„Kinderen kraaien van plezier als ze windmolens zien”
„Als het zó kan, dan wil ík het ook wel!” Met dat gevoel wordt de energietransitie geen moetje, maar een kans op een mooie toekomst. Hoe je dat gevoel tussen de oren krijgt? Aansluiten bij de dromen van burgers.
Dat betoogde Maarten Hajer, hoogleraar Urban Futures aan de Universiteit Utrecht dinsdag tijdens een congres van online kennisplatform Omgevingsweb in Amsterdam. Het thema van de dag was: De gemeentelijke energietransitie – samen aan de slag.

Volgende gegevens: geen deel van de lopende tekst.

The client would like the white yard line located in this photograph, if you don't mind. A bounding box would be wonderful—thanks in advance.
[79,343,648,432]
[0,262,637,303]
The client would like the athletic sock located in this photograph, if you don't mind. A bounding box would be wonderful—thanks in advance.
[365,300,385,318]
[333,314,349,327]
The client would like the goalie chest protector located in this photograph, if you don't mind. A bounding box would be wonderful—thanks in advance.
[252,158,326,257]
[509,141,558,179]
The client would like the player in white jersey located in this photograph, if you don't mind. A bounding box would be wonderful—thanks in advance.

Betrek en verleid de burger. Dat was het motto van Hajer. Volgens de hoogleraar kun je het beste een mooie toekomst, een wenkend perspectief schetsen. „Mensen worden niet overtuigd door feiten, maar verleid door perspectief.” Als voorbeelden gaf hij dat woningen in de toekomst meer comfort krijgen en dat er rustige straten zijn, zonder auto’s.

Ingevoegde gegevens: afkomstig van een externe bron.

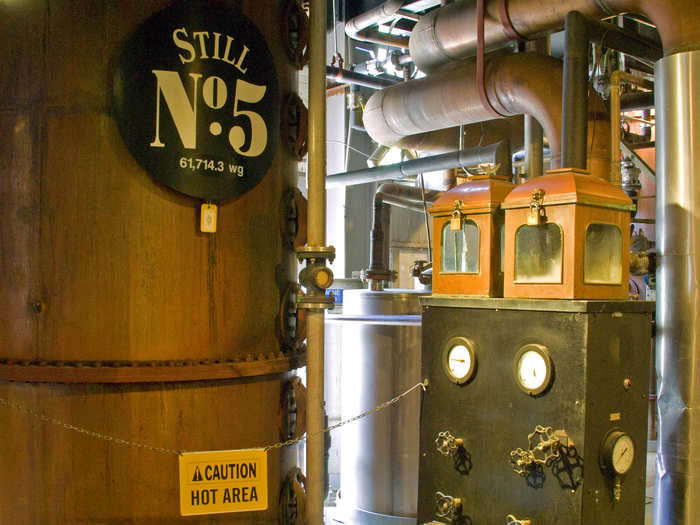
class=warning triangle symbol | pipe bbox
[192,467,202,481]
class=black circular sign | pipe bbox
[113,1,279,201]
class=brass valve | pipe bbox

Het is volgens Hajer zaak te markeren dat we naar een nieuw tijdperk gaan. „De 20e eeuw zetten we dan weg als een merkwaardige tijd, waaruit het logisch is ons te bevrijden. Het was de bizarre eeuw dat we enorme plakken beton over het aardoppervlak trokken. Bij een vliegveld is dat een goed idee, maar dat is het lang niet altijd.”
Landingsplek
Landschapsarchitect Dirk Sijmons noemde in zijn lezing het landschap de landingsplek voor de energietransitie. Overal zal de overstap op duurzame energie zichtbaar worden. „En als ik overal zeg, dan bedoel ik ook overal. Het komt op onze parkeerplaatsen, we zien het op onze vakantieadressen.”
De reden dat duurzame energie zo alomtegenwoordig zal worden, is eenvoudig te verklaren, aldus de emeritus hoogleraar Landschapsarchitectuur. Het heeft te maken met de gigantische energiedichtheid van fossiele brandstoffen. „Als je een handje vol kolen opstookt, zit daar enorm veel energie in. Veel meer dan wat een vierkante meter zonnepanelen oplevert. De overstap naar duurzame energie gaat dan ook om het oogsten van ‘dunne’ energie. Er zullen grote oppervlakten mee gemoeid zijn.”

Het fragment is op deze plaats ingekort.